I raised my hands in the air in a voilà way. Then I grabbed my red marker and drew a circle around Wayne’s “cheeks.”

“It all leads to him, not Vale. Not Bryn.” I concluded. “Just as Dane had begun to suspect. This chameleon, wraith, satanic bastard is our nemesis. And until we rope him in, anything could happen.” I swept a hand over my body. “Look at me. I’m six weeks away from giving birth. Do I want that psycho out there, lurking in dark shadows? Hell. No.”

Kyle stood. “Ari, you’re not suggesting—”

“Not suggesting. We’ve discussed this before. Now it’s time to take action.”

Perhaps it was the conversation I’d had with my dad and the fact that I’d reached that point of no return where I couldn’t afford to let—wouldn’t let—anyone threaten us again. Any of us.

Kyle shook his head. “No, Ari. No way. I’m not about to—”

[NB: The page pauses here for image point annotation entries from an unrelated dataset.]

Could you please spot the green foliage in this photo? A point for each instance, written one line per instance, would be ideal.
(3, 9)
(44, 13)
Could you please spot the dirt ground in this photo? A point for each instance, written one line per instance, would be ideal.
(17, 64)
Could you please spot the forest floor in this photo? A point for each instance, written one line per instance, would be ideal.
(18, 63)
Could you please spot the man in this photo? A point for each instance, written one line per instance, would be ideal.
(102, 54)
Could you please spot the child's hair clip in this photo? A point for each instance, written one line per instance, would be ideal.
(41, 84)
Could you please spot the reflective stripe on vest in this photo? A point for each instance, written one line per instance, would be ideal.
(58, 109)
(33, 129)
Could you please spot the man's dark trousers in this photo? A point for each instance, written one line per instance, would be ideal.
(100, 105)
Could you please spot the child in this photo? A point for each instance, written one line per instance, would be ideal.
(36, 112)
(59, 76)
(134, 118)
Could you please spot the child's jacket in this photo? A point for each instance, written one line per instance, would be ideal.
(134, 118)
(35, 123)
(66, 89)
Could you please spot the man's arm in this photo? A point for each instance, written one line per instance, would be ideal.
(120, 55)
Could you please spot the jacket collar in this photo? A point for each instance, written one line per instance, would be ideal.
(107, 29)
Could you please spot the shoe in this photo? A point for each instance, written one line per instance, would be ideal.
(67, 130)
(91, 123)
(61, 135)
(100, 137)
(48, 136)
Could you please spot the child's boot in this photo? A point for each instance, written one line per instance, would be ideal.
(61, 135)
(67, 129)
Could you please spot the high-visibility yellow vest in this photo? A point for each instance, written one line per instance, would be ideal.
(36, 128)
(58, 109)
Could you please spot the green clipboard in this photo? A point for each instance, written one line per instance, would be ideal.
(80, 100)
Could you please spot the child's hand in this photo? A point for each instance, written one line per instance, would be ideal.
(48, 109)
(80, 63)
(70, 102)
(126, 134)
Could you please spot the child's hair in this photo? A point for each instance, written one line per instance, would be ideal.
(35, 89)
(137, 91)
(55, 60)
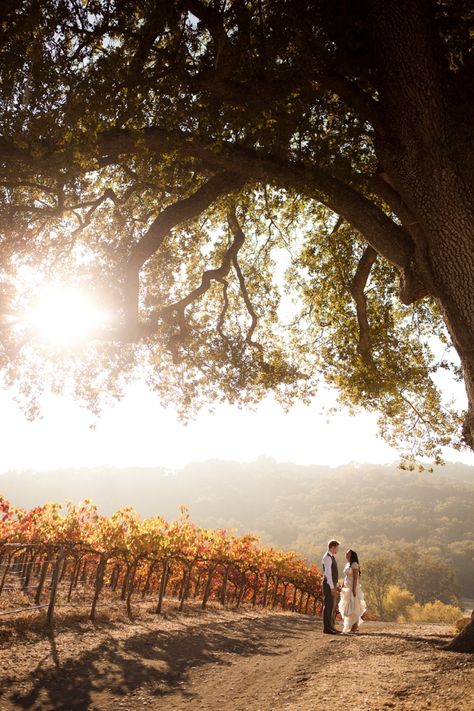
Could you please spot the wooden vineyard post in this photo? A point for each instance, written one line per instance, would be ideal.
(44, 570)
(187, 581)
(99, 582)
(164, 580)
(223, 592)
(207, 589)
(54, 586)
(5, 573)
(241, 589)
(275, 593)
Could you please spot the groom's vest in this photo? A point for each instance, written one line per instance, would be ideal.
(334, 571)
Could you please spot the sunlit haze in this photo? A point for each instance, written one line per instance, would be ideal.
(64, 315)
(139, 432)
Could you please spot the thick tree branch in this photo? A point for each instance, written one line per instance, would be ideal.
(237, 231)
(213, 22)
(173, 215)
(390, 240)
(177, 310)
(358, 294)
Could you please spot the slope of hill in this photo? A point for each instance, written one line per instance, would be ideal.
(372, 508)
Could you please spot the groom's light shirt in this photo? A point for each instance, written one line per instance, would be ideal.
(327, 567)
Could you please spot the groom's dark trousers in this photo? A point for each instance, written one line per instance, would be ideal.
(329, 608)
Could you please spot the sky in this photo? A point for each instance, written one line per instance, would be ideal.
(137, 431)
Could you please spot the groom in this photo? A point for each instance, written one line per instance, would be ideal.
(330, 579)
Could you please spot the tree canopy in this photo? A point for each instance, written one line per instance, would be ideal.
(262, 195)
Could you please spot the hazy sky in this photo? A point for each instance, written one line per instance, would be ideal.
(138, 431)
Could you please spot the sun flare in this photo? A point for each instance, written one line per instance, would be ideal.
(63, 316)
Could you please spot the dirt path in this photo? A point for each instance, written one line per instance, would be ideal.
(225, 661)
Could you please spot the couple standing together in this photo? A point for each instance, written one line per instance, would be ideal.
(351, 604)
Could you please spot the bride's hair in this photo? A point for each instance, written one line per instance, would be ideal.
(354, 558)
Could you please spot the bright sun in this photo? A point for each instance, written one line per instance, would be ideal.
(63, 316)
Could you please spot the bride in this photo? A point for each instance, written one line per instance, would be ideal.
(352, 603)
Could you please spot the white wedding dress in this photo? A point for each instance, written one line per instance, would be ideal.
(351, 607)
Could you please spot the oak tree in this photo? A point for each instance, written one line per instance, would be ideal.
(264, 194)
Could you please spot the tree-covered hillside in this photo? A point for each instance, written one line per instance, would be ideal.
(374, 509)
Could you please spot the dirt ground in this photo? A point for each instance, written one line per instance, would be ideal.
(221, 660)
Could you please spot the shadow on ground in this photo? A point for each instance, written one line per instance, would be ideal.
(156, 659)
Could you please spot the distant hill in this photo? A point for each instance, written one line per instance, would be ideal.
(372, 508)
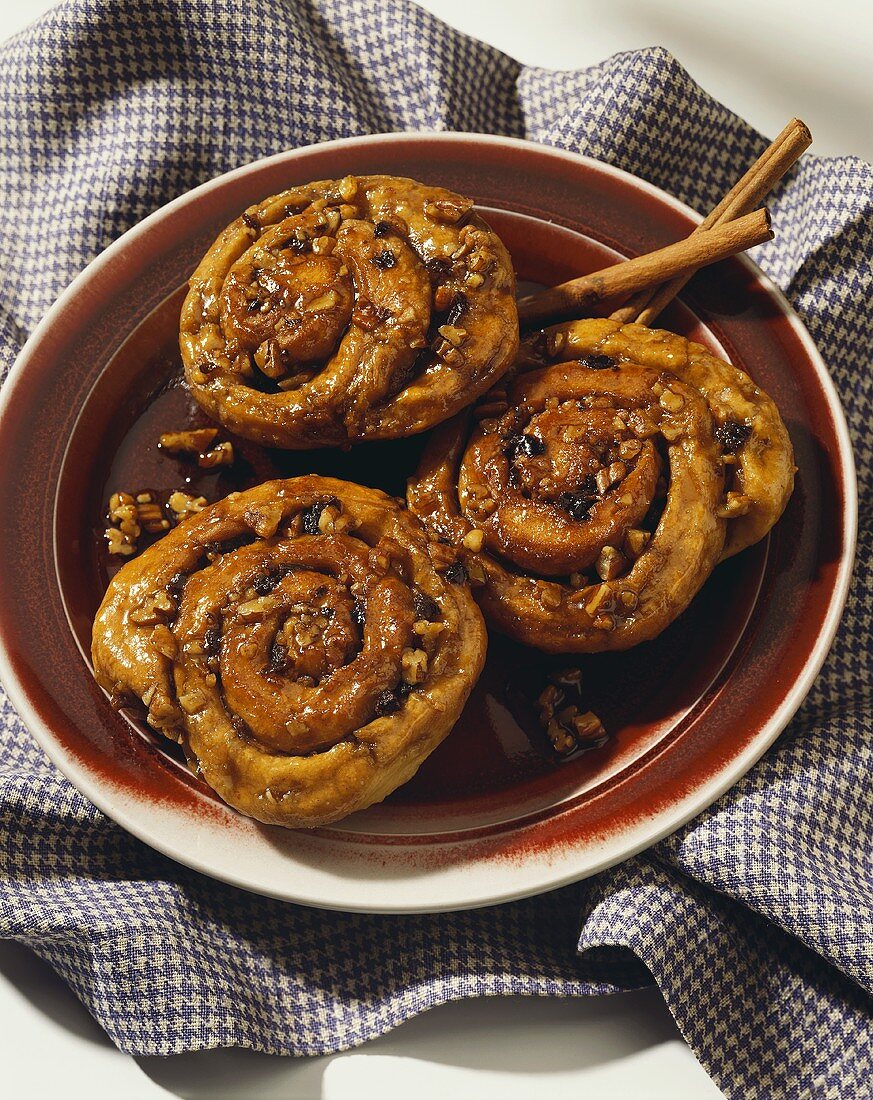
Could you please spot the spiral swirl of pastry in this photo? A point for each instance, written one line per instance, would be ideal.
(298, 640)
(754, 444)
(371, 307)
(588, 495)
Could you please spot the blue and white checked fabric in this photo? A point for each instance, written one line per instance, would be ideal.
(754, 920)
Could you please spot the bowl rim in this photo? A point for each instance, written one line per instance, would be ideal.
(688, 805)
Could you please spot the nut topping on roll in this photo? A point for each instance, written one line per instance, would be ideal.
(371, 307)
(596, 485)
(298, 640)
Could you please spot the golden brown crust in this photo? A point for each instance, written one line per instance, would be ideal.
(751, 435)
(596, 492)
(306, 674)
(372, 307)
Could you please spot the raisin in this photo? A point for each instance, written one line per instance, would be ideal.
(731, 436)
(386, 703)
(456, 573)
(264, 583)
(424, 607)
(457, 308)
(598, 362)
(384, 260)
(278, 658)
(439, 268)
(577, 505)
(527, 446)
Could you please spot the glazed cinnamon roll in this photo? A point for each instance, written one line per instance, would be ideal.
(298, 640)
(754, 444)
(369, 307)
(589, 497)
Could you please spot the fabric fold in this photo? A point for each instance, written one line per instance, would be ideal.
(754, 919)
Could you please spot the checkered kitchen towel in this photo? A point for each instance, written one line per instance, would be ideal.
(754, 920)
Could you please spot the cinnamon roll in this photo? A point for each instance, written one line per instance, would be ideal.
(371, 307)
(589, 497)
(300, 644)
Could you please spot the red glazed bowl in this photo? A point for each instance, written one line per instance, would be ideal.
(489, 816)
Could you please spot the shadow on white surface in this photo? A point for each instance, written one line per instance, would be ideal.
(495, 1048)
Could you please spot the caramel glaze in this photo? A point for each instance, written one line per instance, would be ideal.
(497, 745)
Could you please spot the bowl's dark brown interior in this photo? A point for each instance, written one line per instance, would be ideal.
(497, 746)
(85, 381)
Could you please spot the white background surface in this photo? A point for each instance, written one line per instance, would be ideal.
(767, 59)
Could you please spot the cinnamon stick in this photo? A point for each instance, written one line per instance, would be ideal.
(776, 160)
(577, 296)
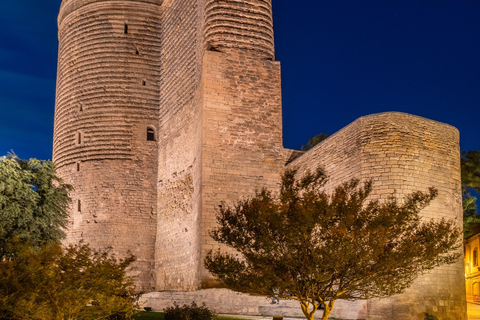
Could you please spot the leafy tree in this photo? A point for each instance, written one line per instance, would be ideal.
(470, 162)
(313, 141)
(33, 201)
(75, 283)
(471, 169)
(316, 248)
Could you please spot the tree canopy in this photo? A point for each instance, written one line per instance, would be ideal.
(470, 162)
(75, 283)
(33, 201)
(317, 248)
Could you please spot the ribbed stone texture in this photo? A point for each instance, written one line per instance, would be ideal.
(107, 98)
(164, 109)
(240, 24)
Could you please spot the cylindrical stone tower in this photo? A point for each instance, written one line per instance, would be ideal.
(240, 24)
(106, 118)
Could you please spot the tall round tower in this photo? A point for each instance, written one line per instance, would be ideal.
(106, 118)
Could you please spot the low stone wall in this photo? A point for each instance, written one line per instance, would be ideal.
(225, 301)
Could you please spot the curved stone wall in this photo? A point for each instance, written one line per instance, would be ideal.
(239, 24)
(402, 153)
(107, 98)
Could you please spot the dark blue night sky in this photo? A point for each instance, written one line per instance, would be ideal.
(341, 59)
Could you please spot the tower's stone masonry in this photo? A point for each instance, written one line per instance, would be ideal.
(164, 109)
(402, 153)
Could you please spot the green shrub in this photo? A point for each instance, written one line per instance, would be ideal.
(429, 316)
(192, 312)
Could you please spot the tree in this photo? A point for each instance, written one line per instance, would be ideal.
(316, 248)
(471, 169)
(470, 162)
(33, 201)
(75, 283)
(313, 141)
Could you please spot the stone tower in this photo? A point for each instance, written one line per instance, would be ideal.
(166, 108)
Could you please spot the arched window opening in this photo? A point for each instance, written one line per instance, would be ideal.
(150, 134)
(475, 257)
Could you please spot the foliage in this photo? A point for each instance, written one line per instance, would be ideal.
(470, 181)
(192, 312)
(471, 169)
(33, 201)
(313, 141)
(316, 248)
(471, 219)
(429, 316)
(73, 283)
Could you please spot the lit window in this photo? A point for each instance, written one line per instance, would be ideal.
(475, 257)
(150, 134)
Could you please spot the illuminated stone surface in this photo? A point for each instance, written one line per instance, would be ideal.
(202, 75)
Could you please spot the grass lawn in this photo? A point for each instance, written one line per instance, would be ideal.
(159, 316)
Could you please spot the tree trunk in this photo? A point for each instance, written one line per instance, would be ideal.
(306, 311)
(328, 309)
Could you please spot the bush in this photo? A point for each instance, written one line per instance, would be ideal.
(75, 283)
(192, 312)
(429, 316)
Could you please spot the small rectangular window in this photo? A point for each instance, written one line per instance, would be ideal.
(150, 134)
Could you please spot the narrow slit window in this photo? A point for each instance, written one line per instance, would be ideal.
(150, 134)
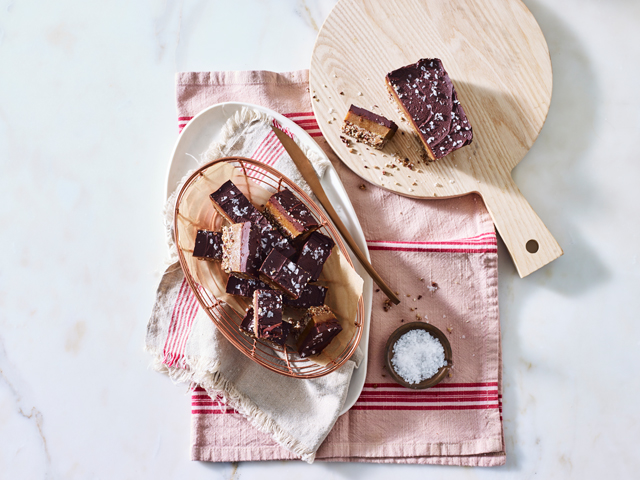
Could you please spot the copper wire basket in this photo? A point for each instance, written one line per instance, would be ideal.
(227, 315)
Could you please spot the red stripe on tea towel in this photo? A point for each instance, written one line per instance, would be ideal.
(485, 243)
(184, 311)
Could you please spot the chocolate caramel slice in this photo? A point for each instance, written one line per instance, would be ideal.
(322, 326)
(428, 98)
(240, 249)
(267, 317)
(281, 273)
(208, 245)
(290, 215)
(368, 127)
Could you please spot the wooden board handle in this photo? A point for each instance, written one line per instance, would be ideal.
(528, 240)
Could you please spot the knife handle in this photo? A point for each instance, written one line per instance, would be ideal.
(311, 177)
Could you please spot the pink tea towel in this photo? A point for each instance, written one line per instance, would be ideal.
(441, 256)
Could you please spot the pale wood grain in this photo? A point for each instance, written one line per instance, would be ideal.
(497, 57)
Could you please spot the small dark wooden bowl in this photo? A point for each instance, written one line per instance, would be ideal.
(435, 332)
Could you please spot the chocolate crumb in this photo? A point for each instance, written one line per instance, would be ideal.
(387, 305)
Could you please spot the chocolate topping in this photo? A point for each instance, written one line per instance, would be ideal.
(428, 96)
(282, 273)
(268, 323)
(208, 245)
(244, 287)
(315, 253)
(322, 327)
(374, 117)
(247, 324)
(240, 249)
(311, 296)
(233, 205)
(290, 214)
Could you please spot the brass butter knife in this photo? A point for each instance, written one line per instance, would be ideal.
(309, 174)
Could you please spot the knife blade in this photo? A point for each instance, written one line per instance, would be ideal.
(309, 174)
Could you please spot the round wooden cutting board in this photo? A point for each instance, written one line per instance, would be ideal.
(498, 60)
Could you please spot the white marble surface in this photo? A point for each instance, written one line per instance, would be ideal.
(87, 123)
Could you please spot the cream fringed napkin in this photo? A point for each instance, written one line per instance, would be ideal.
(441, 255)
(297, 414)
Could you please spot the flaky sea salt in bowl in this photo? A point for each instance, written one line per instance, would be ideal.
(418, 355)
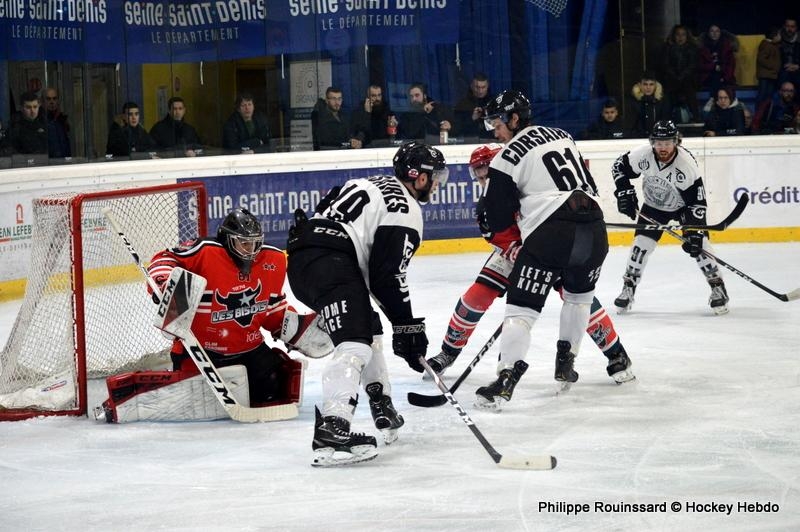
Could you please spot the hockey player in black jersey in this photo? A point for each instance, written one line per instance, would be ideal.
(673, 190)
(358, 246)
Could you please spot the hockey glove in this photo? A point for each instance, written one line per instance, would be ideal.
(410, 342)
(627, 202)
(693, 244)
(511, 252)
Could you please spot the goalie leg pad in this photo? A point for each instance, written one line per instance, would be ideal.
(170, 396)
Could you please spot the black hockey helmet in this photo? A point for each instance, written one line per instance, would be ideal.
(413, 158)
(242, 236)
(665, 130)
(504, 105)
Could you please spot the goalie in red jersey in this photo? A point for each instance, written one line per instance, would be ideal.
(244, 294)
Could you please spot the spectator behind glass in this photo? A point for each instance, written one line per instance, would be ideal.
(425, 116)
(776, 115)
(173, 133)
(649, 105)
(28, 134)
(790, 53)
(726, 117)
(130, 138)
(717, 61)
(5, 143)
(608, 125)
(768, 65)
(748, 120)
(58, 144)
(245, 130)
(332, 126)
(372, 118)
(679, 74)
(470, 110)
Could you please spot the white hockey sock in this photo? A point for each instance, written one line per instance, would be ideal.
(341, 378)
(516, 337)
(575, 318)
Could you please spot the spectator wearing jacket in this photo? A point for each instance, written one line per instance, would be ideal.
(649, 105)
(726, 117)
(246, 130)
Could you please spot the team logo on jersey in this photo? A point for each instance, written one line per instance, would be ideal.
(240, 306)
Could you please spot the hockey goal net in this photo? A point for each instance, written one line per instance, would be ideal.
(86, 312)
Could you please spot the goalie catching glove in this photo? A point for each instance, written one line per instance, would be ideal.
(305, 333)
(410, 342)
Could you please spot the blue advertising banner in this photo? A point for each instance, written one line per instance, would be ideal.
(273, 198)
(160, 31)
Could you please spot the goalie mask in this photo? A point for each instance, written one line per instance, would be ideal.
(414, 158)
(242, 236)
(480, 159)
(506, 104)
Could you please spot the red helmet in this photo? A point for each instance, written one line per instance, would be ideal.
(482, 156)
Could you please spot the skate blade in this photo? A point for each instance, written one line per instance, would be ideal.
(328, 457)
(488, 404)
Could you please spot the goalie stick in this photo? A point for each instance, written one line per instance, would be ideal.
(720, 226)
(196, 352)
(537, 463)
(790, 296)
(429, 401)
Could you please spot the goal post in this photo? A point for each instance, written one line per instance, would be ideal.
(86, 312)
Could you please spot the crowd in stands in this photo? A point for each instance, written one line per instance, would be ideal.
(693, 83)
(692, 69)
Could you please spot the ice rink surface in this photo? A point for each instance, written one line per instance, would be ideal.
(711, 421)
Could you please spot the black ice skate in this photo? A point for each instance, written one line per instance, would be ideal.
(619, 365)
(386, 418)
(624, 301)
(488, 397)
(718, 300)
(439, 363)
(335, 445)
(565, 360)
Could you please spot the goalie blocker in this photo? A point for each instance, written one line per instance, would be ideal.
(185, 396)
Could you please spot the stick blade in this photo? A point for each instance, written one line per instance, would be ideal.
(426, 401)
(533, 463)
(263, 414)
(794, 294)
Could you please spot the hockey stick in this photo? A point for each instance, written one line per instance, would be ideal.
(721, 226)
(539, 463)
(429, 401)
(196, 352)
(790, 296)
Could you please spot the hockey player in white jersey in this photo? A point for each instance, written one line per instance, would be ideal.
(356, 247)
(539, 184)
(673, 190)
(492, 283)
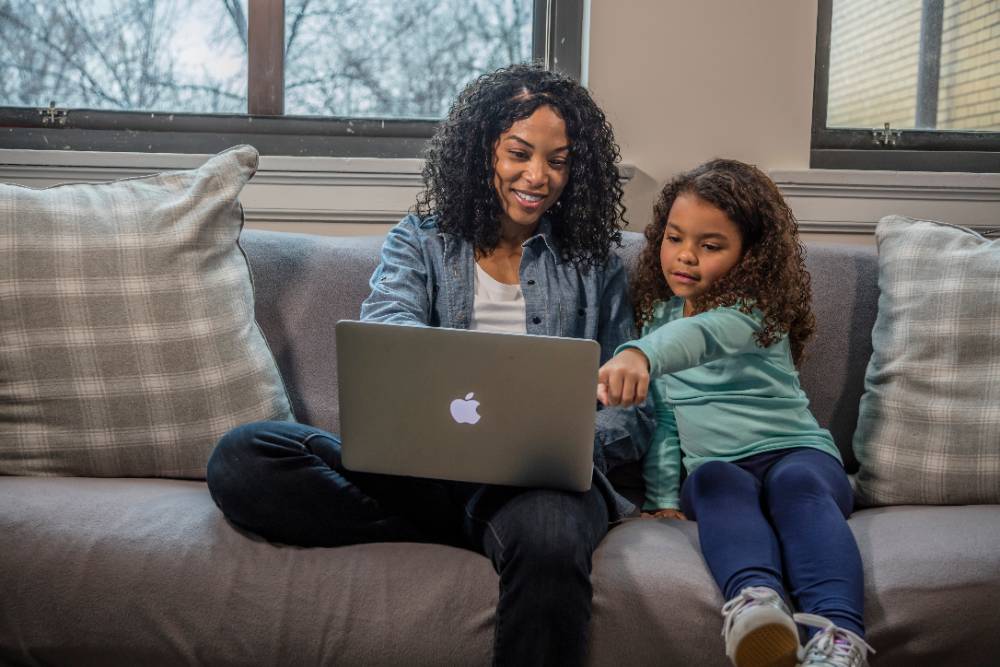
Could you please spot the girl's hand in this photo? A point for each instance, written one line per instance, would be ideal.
(665, 514)
(624, 380)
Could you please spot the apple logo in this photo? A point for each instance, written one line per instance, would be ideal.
(464, 411)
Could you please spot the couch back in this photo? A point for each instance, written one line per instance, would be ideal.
(305, 284)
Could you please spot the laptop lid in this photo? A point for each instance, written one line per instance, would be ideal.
(463, 405)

“We both know that we need a confession from Wayne. Because he links right back to this.” I tapped the Lux with my finger. “And while he’s out there, I can’t fully do anything with the hotel, for fear he’s going to sabotage it again.”

“So let the Lux go.”

“No,” I insisted. “Not an option. Besides, I have more.”

He eyed me curiously. Slowly said, “I’m not sure I want to hear more.”

“Get a grip.” I rolled my eyes for effect. “You know that all Amano has to do is gaze at a person and he can pretty much read their every thought. He totally figured out what I was up to when he came in here again the other day. So he did some of his own research. Turns out, Wayne Horton used to work at a new multiplex casino in Las Vegas.” I smiled triumphantly.

Kyle stared at me as though I’d just declared I was the one to invent Post-it Notes. And couldn’t convince him it was true.

“Follow me here,” I said. “One of the high-rise towers had some damaged or misplaced rebar or some such thing that substantially weakened the structure and, after paying six hundred million to have it built, the owners had to reinforce the tower with concrete pillars within the lobby area. Apparently, it turned out to be quite the eyesore, and wasn’t a sufficient solution anyway. No one has ever been allowed to set foot inside, let alone occupy a room. They’re now taking apart the tower piece by piece. All that money and effort gone to waste.”

“And that has what to do with … what?”

“According to Amano’s findings, Wayne was a construction lead on the project. He could have easily been in charge.”